Shattered Crate & Barrel plate

Shattered Crate & Barrel  Aspen plate

Though the Crate & Barrel Aspen 10.5” Dinner Plates ($5) seem to be a common choice for registries and shoppers in search of plain white plates, our test plate was the first one to shatter on the simple flat drop test. The light Corelle 10” Winter Frost White Plate ($7) passed every test except for heat retention—heat dissipates from the thin material very quickly. The IKEA Färgrik ($3) plate took on scuff marks that couldn’t be rubbed off and it shattered when dropped on its lip.

If you want to add a touch of restaurant style to your dinner party, warm your plates until they’re heated but comfortable to the touch before you serve your guests. It keeps your food warmer longer and that tiny bit of radiant warmth near your hands feels lovely. If you don’t have room in the oven (and who does around the holidays?), you can heat them up on the lowest setting in your toaster oven or run them through the dishwasher (with heat dry) before your guests arrive. -GS

Plates (disposable)

Once again, Vanity Fair rises to the top with plates that are sturdy and microwaveable and tough against floppiness—even while holding soggy baked beans.
A good disposable plate should be sturdy, microwavable and (preferably) eco-friendly. Our favorite is the Vanity Fair Impressions, which Cook’s Illustrated is also a fan of. (Well, actually, they like the Vanity Fair Dinner Premium, but as far as we can tell they’re almost identical.) They said, “Loaded with food, it didn’t bend or crack, and with the largest surface area, it would be welcome at a buffet.” Its plain white coloring is guaranteed not to throw off your decor, unlike the garishly ugly Dixie Ultra Strong plates, which took home The Daily Meal’s Overall Best Performer award. (They didn’t test the Impressions.)

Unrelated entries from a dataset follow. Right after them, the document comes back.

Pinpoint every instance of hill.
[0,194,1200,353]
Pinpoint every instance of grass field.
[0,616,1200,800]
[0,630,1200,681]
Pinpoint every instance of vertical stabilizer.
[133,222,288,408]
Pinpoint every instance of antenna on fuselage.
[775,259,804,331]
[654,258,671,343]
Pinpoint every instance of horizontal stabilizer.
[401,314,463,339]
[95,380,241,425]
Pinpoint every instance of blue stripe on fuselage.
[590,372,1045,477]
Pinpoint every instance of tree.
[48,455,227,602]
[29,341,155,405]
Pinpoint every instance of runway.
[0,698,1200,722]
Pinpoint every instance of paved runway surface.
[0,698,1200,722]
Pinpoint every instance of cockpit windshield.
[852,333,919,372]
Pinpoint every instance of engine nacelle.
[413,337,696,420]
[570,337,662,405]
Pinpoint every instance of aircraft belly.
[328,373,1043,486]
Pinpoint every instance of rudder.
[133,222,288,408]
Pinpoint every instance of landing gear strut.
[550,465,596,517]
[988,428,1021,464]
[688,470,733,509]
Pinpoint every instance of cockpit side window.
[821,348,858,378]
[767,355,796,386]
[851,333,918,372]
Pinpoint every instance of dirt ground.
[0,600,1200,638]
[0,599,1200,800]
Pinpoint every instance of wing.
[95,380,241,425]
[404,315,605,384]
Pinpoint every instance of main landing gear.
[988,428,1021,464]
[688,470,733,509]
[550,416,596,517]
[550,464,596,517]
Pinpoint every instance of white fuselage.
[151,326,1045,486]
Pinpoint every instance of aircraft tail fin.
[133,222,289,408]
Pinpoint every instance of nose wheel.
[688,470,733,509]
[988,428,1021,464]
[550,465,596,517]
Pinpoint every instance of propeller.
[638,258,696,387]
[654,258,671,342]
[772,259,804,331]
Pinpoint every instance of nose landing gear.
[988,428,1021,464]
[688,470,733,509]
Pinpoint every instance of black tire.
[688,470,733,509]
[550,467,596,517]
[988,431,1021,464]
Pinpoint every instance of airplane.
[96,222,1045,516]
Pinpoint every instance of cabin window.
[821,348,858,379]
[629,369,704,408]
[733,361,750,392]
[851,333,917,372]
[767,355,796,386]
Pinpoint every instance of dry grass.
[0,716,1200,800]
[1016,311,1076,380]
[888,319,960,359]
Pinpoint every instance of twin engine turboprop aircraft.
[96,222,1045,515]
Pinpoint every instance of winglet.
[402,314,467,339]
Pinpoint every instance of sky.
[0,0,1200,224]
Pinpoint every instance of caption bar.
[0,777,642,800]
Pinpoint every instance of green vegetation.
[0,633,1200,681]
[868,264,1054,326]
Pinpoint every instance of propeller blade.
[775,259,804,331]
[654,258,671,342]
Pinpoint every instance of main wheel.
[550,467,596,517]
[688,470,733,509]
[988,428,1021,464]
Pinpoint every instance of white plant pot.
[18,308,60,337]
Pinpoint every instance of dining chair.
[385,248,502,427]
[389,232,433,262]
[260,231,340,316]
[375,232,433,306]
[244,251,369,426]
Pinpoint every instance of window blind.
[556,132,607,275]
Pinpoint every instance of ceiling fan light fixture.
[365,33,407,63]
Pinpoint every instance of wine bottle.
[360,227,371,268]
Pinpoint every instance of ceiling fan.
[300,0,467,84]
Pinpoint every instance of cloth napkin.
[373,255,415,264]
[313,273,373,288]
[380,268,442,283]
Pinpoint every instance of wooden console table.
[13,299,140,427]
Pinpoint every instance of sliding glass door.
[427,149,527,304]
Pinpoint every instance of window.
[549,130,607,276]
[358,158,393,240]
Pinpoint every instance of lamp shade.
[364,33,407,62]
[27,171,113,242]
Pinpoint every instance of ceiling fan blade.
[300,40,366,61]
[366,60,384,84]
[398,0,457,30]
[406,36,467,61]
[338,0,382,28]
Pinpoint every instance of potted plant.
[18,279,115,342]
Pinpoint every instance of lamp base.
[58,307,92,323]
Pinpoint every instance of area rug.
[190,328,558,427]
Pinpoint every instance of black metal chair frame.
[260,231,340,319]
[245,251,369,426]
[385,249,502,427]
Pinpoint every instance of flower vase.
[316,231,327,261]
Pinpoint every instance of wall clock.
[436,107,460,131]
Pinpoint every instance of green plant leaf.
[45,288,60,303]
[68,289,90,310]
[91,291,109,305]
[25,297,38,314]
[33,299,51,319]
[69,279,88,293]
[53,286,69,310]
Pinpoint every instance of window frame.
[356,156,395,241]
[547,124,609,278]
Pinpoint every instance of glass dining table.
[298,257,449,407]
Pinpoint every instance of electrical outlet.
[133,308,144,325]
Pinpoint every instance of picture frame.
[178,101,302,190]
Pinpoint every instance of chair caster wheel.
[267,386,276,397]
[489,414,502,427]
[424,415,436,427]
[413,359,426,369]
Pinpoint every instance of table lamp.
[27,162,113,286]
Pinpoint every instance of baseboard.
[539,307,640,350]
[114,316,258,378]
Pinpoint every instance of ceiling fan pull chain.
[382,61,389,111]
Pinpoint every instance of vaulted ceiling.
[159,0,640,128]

We tested the Impressions alongside the Chinet 10⅜ plates, which have the added benefit of being compostable. We piled both plates on with soggy baked beans, then let them soak through. Nothing got through the Impressions—nothing. However, after 20 minutes, the Chinet wasn’t leaking but was definitely weaker. After a trip in the microwave, the bottom was even soggier, whereas the Impressions held strong. Cook’s agreed, saying about the Chinet that “as soon as we introduced hot food, it buckled.” While the Chinet is compostable, and we appreciate its environmental pros, it’s not worth getting a pile of piping hot food poured into your lap.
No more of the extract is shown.